Rwanda yesterday unveiled a 250-kilowatt solar plant which ups the nation's 'leccy-producing capacity to 50 megawatts, Reuters reports. The German-backed project, said to be the largest in Africa, makes a modest contribution to the 100 megawatts the country needs "to meet soaring demand that has triggered regular blackouts". …
Just how many lights will this plant keep on during the hours of darkness?
Power on demand
When an engineer talks about a power plant producing 10 MW of power it is power on demand at any time of the day or night. If Solar Power plants are to compete fairly, you should include the inefficiencies of storing power.
However, if 90% of the power generation is non-solar, and the solar helps at peak times (to run air conditioning for example), it can be useful.
Warm regards, Rick
What sort of solar plant?
Are we talking about a solar thermal (energy from heat) or photovoltaic (energy from light) solar plant?
Of course, photovoltaic plants are a lot more sexy....

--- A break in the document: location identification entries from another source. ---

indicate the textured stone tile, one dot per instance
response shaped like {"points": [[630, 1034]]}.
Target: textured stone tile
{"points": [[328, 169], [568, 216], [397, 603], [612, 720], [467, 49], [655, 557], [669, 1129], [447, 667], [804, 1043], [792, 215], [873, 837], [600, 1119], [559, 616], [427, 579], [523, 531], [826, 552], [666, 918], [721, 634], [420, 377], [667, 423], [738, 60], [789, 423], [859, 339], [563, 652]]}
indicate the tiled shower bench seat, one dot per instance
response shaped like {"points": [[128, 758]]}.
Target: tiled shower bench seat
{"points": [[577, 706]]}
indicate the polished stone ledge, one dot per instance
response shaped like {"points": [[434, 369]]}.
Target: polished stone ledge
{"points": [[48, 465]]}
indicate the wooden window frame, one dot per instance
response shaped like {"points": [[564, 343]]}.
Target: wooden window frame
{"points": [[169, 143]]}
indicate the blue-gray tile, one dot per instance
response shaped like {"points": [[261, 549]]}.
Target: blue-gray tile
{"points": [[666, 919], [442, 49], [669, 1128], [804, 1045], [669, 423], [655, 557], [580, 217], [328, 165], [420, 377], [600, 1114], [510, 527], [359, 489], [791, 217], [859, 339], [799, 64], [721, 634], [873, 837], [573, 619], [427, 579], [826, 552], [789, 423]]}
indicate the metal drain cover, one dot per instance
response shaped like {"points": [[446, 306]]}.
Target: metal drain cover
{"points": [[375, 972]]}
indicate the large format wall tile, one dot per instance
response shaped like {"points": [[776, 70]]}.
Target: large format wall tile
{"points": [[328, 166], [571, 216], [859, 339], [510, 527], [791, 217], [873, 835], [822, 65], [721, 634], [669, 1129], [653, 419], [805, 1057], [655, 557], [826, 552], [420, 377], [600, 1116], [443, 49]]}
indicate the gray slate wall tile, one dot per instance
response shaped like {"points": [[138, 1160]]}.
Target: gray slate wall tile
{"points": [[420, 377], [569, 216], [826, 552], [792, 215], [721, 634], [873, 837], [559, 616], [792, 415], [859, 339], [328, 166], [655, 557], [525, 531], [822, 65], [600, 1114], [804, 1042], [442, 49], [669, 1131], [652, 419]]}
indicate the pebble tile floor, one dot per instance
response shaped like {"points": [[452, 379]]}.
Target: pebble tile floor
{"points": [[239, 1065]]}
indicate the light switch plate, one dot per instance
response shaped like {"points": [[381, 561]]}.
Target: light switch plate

But are they dumping the nuclear waste !
How clean is clean?
"This new installation does not only increase the generation capacity but is also one of the cleanest energy sources."
Looking at a picture of one of these installations, they certainly look clean, but are they really? The panels have to be replaced after some years and they certainly must have cost some "carbon dollars" to produce. The storage batteries are also a definate area of concern. From what I see advertised, the batteries used currently seem to need replacement every few (10-15) years. Now that does not seem "clean" to me.
Photovoltaic plants are generally advertised as producing power at almost eight times the cost that I pay here. That makes me wonder if those costs don't represent some unclean processes.